NOVO’s client, Synthetic Genomics (now Codex DNA) has partnered with immunotherapy development company Advaxis to establish the first current good manufacturing practice (cGMP) synthetic biology facility for the production of synthetic DNA constructs; specifically, plasmid DNA for deployment in personalized oncology treatment. The cGMP suite, which meets FDA guidelines for Phase 1 clinical quality and manufacturing requirements, is based on SGI’s BioXP 3200 benchtop DNA printer, an award-winning system, which NOVO helped SGI to develop.

Benchtop DNA Printer
DNA printer BioXp 3200

Advaxis’s ACXS-NEO personalized oncological immunotherapy treatment, developed under collaboration with Amgen, targets specific neoepitopes found in individual tumors. Immunotherapy works with the patient’s immune system to recognize and target tumor-specific antigens without compromising the immune system or causing harm to healthy cells. Genetic variants in a patient’s tumor are identified to determine the best possible course of treatment.

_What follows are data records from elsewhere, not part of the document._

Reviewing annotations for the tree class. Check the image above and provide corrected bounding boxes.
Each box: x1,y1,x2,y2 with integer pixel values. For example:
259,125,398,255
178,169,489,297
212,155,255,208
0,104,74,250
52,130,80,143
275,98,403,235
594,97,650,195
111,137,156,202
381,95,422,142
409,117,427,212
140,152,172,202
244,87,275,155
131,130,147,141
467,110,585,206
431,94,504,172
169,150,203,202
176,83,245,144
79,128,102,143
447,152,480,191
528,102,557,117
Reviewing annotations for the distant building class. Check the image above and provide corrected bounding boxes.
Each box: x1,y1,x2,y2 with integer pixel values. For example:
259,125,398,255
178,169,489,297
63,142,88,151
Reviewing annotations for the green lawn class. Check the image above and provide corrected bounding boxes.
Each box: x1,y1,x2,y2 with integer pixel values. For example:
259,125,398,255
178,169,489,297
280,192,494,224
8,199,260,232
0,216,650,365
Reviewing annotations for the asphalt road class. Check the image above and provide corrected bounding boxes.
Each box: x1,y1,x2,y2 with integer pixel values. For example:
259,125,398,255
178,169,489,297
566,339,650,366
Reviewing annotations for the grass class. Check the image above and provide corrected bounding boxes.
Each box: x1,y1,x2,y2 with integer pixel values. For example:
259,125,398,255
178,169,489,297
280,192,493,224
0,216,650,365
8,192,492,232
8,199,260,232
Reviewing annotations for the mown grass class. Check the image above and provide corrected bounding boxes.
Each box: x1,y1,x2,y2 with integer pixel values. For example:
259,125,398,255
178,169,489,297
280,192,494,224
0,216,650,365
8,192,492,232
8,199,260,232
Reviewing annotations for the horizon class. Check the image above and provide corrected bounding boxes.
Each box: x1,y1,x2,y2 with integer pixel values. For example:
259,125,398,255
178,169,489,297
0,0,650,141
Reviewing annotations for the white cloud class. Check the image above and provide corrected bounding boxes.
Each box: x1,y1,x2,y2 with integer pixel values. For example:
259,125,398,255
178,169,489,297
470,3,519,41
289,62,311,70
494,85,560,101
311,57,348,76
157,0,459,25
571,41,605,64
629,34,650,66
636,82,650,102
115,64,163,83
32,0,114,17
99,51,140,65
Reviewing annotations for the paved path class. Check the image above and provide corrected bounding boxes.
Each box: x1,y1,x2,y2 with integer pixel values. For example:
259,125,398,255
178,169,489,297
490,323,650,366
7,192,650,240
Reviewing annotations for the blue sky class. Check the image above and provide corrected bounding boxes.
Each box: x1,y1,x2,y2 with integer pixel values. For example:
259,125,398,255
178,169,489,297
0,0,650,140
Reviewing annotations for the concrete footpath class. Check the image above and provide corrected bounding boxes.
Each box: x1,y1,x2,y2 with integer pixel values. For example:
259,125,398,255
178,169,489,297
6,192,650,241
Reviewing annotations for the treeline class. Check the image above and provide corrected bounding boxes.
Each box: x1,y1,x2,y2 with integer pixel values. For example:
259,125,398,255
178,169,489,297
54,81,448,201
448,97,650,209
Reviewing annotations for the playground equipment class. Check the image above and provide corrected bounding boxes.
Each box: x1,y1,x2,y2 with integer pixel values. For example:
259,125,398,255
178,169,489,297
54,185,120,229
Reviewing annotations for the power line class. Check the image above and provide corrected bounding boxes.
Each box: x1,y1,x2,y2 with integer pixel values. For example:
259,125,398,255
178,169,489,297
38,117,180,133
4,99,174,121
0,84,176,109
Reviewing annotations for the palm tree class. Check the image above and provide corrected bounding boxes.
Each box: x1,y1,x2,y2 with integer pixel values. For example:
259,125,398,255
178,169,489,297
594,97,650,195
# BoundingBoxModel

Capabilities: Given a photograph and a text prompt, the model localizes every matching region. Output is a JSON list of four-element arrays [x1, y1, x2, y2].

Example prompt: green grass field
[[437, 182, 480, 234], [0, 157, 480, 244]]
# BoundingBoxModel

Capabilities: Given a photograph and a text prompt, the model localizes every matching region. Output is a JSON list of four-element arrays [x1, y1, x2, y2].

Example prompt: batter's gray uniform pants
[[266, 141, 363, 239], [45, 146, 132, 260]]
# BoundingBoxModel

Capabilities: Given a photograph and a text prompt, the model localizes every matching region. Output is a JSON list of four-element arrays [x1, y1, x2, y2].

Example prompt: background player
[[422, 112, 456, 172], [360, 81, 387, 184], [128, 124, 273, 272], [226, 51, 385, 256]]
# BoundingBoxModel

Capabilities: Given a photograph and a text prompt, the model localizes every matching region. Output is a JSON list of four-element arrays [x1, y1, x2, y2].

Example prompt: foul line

Using SGI’s BioXp 3200 System, genetic sequences of these tumor-specific epitopes are then quickly converted into synthetic DNA to create plasmid DNA for deployment in personalized therapy. The BioXp 3200 has brought the manufacturing process time down from months to weeks, an obvious benefit in personalized medicine.

The facility is located at SGI-DNA, a subsidiary of SGI, in La Jolla, California. Advaxis has been given permission to proceed with Phase 1 clinical trials by the FDA, and expects to begin the trials later this year.